It is hard to believe that on Friday of this week, we will have been here for three weeks.  Our time has been filled with our presence in many English classes, from 9th graders to 12th graders.  In the 12 grade classes we have been helping as the students prepare for the oral part of the English Bagrut exam.  The Bagrut exams are standard exams prepared by and the administration of which is overseen by the state of Israel.  The English Bagrut exam has three parts, reading and understanding, writing, and speaking.  The students have taken the first two parts and the oral part will take place toward the end of April.

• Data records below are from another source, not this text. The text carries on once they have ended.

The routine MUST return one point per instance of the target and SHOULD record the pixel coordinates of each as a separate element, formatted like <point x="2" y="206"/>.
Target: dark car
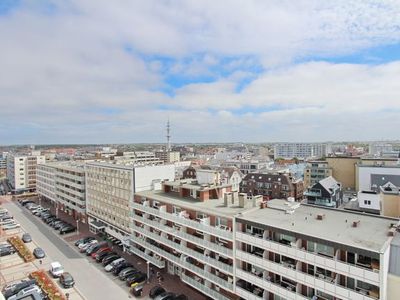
<point x="39" y="253"/>
<point x="110" y="258"/>
<point x="135" y="278"/>
<point x="66" y="280"/>
<point x="59" y="225"/>
<point x="13" y="289"/>
<point x="101" y="256"/>
<point x="165" y="296"/>
<point x="155" y="291"/>
<point x="4" y="251"/>
<point x="92" y="249"/>
<point x="120" y="267"/>
<point x="67" y="229"/>
<point x="26" y="238"/>
<point x="84" y="240"/>
<point x="127" y="272"/>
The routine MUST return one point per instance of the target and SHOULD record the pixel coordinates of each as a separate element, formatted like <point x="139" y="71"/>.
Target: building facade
<point x="293" y="251"/>
<point x="21" y="171"/>
<point x="110" y="189"/>
<point x="326" y="192"/>
<point x="300" y="150"/>
<point x="272" y="185"/>
<point x="316" y="171"/>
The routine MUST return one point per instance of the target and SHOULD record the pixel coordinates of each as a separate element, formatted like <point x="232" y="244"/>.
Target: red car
<point x="101" y="250"/>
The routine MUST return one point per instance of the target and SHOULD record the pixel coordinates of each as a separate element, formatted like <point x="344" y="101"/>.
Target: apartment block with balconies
<point x="188" y="229"/>
<point x="293" y="251"/>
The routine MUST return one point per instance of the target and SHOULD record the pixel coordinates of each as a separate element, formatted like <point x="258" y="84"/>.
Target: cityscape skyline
<point x="77" y="72"/>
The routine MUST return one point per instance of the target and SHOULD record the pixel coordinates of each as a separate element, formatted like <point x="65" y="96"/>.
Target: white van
<point x="56" y="269"/>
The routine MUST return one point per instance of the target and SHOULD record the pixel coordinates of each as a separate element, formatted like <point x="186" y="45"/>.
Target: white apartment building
<point x="301" y="150"/>
<point x="110" y="188"/>
<point x="21" y="170"/>
<point x="63" y="183"/>
<point x="188" y="229"/>
<point x="293" y="251"/>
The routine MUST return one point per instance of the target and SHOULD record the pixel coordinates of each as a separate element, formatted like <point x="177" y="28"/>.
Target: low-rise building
<point x="316" y="171"/>
<point x="326" y="192"/>
<point x="272" y="185"/>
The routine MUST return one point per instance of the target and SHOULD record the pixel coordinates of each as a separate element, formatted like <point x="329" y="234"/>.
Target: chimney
<point x="242" y="199"/>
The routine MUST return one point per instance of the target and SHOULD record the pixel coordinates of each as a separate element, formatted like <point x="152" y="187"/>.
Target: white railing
<point x="158" y="263"/>
<point x="201" y="257"/>
<point x="201" y="287"/>
<point x="208" y="229"/>
<point x="184" y="264"/>
<point x="331" y="264"/>
<point x="185" y="236"/>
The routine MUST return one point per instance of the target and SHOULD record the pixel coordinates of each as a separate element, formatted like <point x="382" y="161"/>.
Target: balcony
<point x="313" y="258"/>
<point x="213" y="294"/>
<point x="183" y="263"/>
<point x="185" y="236"/>
<point x="208" y="229"/>
<point x="199" y="256"/>
<point x="158" y="263"/>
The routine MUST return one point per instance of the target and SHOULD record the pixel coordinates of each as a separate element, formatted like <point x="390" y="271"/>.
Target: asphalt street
<point x="90" y="280"/>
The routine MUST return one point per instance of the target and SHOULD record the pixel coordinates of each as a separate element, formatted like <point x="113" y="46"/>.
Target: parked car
<point x="67" y="229"/>
<point x="39" y="253"/>
<point x="101" y="250"/>
<point x="14" y="288"/>
<point x="109" y="259"/>
<point x="25" y="292"/>
<point x="165" y="296"/>
<point x="113" y="264"/>
<point x="121" y="267"/>
<point x="66" y="280"/>
<point x="56" y="269"/>
<point x="84" y="240"/>
<point x="26" y="238"/>
<point x="136" y="279"/>
<point x="4" y="251"/>
<point x="93" y="248"/>
<point x="155" y="291"/>
<point x="11" y="226"/>
<point x="127" y="272"/>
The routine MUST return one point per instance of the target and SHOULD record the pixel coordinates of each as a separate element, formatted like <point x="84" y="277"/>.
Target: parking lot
<point x="91" y="282"/>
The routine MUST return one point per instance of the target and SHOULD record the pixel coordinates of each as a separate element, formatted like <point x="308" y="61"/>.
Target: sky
<point x="100" y="71"/>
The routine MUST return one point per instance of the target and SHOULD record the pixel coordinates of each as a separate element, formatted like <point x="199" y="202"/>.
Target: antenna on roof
<point x="168" y="136"/>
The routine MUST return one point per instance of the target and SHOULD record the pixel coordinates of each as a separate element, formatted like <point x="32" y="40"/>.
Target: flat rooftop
<point x="210" y="207"/>
<point x="336" y="226"/>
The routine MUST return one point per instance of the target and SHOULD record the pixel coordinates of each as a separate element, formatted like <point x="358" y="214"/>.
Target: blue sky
<point x="256" y="71"/>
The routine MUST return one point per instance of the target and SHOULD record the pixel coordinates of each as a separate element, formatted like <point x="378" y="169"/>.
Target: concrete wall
<point x="390" y="205"/>
<point x="144" y="176"/>
<point x="343" y="170"/>
<point x="364" y="175"/>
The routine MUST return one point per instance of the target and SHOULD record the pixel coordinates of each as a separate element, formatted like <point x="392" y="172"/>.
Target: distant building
<point x="168" y="156"/>
<point x="21" y="171"/>
<point x="326" y="192"/>
<point x="272" y="185"/>
<point x="316" y="171"/>
<point x="301" y="150"/>
<point x="110" y="188"/>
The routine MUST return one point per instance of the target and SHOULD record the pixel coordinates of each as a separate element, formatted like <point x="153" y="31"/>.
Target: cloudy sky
<point x="100" y="71"/>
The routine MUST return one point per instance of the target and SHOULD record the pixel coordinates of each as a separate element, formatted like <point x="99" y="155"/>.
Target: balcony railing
<point x="208" y="229"/>
<point x="184" y="264"/>
<point x="200" y="257"/>
<point x="312" y="258"/>
<point x="204" y="289"/>
<point x="185" y="236"/>
<point x="158" y="263"/>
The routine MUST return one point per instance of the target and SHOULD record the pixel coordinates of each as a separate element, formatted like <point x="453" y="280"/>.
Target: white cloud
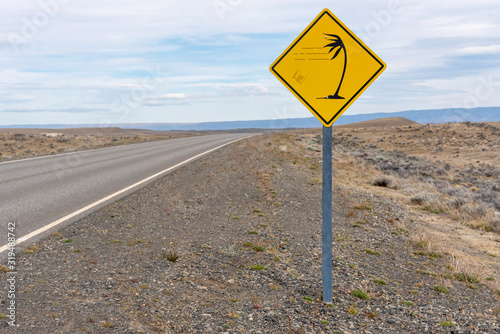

The oral part itself has two parts:  the students have to select a topic on which to complete research and write up their findings.  During the oral exam, the examiner can ask the student questions about the project, usually questions like, “what was your project? what research did you do? what did you find?”  The second part includes questions about the student, his/her family/ village/interests, etc.  When we participate in the 12th grade classes, the class is usually broken up into two groups and, if possible, one group goes into a different room and one group stays in the room.  We then proceed to question the students about their projects, asking them to respond with short sentences.  They are supposed to be able to briefly tell the inspector what their project was, what was the basic question they sought an answer to, how they did their research, and what they found.  In addition to the project, in our smaller groups — not that small really — we go around to individual students and begin asking them questions such as: what is your name? How old are you? where do you live? How many brothers/sisters do you have? Are you the oldest/youngest?  Tell me about your village, what you like about it, what you don’t like about it.  Etc.  We will continue to meet with 12 grade classes until the Spring break that begins March 28.  Students do not come back until April 10th, and, we understand most of the seniors will not meet in classes again — more on this later as we find out more about this.

Birthday Celebration

On February 11, 2018, I celebrated my 80th birthday.  Actually the celebration began on February 10 as Elias and Badia Obeid presented me with the birthday cake pictured below.2_12_18-6

It so happens that we had a group of visitors from Germany at the time.  We sat around the dinner table eating dinner and having a conversation.  When Elias brought the cake in and after the people around the table had sung “happy birthday” to me, the visitor next to me said his 70th birthday is tomorrow, February 11th.  Strange coincidence indeed!!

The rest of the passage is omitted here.